– В дипломе, который я получил после университета, написано: «специальность: классическая филология, а также преподавание русского языка и литературы в средней школе». Пошел бы преподавать словесность в среднюю школу, хотя это гораздо тяжелее и хотя педагогических способностей у меня нет.
– Многие из Ваших коллег сегодня работают в зарубежных университетах, а Вы задумывались об эмиграции?
– Я в России люблю не землю («русские» березки, церкви, избы – для одних, городские каменные дворы их детства – для других), а язык и культуру, а она всегда со мной, так что для моего существования это трагедией бы не было. Но думал я об этом мало, потому что знал: за границей я никому не нужен – стар, на иностранных языках не говорю, занимаюсь только поэтикой (пусть даже не только русской), а это сейчас наука не модная. А в политические беженцы не гожусь: публицистом не был. («Конформист»!) К тому же – от себя не уйдешь. Каждый увозит свои проблемы с собой. Да еще нарастают новые. Так что не вижу в эмиграции смысла.
– Если выбирать, в какой стране и в каком столетии работать, что бы Вы выбрали?
– Я немного историк и знаю, что людям во все века и во всех странах жилось плохо. А в наше время тоже плохо, но хотя бы привычно. Одной моей коллеге тоже задали такой вопрос, она ответила: «В двенадцатом». – «На барщине?» – «Нет, нет, в келье!» Наверное, к таким вопросам нужно добавлять: «…и кем?» Тогда можно было бы ответить, например, «камнем».
– Вы пользуетесь компьютером в своей работе? Как вы относитесь к интернету? Стало ли легче работать с появлением новой техники?
– Считать стало легче: я работал сперва на конторских счетах, потом на арифмометре, потом на калькуляторе. Читать нужное стало легче с появлением ксерокса. Компьютер у меня есть: на нем печатать удобнее, чем на пишущей машинке. А интернет наступил слишком быстро, я еще не успел к нему привыкнуть. Отношусь я к нему с большим уважением – именно за то, что он, говорят, дает быстрый доступ к нужным книгам. Это хорошо: на всей моей памяти нас, филологов, снабжали заграничной научной литературой очень плохо. Писать стало легче: из?за старости голова вмещает меньше, это принуждает писать большие статьи не целиком, а по кусочкам, а это легче делать на компьютере, чем на пишущей машинке. Думать – легче не стало.

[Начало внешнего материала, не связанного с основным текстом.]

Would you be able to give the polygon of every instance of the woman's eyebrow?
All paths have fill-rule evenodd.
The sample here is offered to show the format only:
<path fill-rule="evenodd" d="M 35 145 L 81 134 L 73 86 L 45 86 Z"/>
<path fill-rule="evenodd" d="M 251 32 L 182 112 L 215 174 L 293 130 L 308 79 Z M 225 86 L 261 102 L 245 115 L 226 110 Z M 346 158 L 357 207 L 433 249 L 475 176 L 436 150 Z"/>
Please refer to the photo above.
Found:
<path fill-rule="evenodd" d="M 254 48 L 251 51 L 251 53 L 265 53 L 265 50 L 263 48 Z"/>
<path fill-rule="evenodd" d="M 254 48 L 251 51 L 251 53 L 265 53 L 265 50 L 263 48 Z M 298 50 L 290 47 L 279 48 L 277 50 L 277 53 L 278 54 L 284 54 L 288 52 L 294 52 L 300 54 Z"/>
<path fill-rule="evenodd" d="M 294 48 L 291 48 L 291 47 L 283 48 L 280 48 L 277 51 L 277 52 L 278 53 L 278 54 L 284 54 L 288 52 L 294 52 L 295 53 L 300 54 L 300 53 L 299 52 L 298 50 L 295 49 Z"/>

– В чем, на Ваш взгляд, состоит задача филологии, филолога? В чем назначение филолога?
– Именно в том, чтобы понимать чужие культуры – особенно прошлые, чтобы лучше знать, откуда мы вышли и, стало быть, кто мы есть. Археолог понимает их по мертвым вещам, филолог по мертвым словам. Это трудно: велик соблазн вообразить, что эти слова – живые, и понимать мысли и чувства чужой культуры по аналогии с душевным опытом нашей собственной культуры. Ребенку кажется, что если да по-русски значит «да», а по-немецки «там», то это неправильно. Легко объяснить ему, что это не так, но гораздо труднее объяснить взрослому, что любовь по-русски и любовь по-латыни – тоже очень разные вещи. Вот этим и занимается филология: отучает нас от эгоцентризма, чтобы мы не воображали, будто все и всегда были такие же, как мы. Мой покойный товарищ С. С. Аверинцев хорошо писал об этом в самой первой своей публичной статье, которая называлась «Похвала филологии».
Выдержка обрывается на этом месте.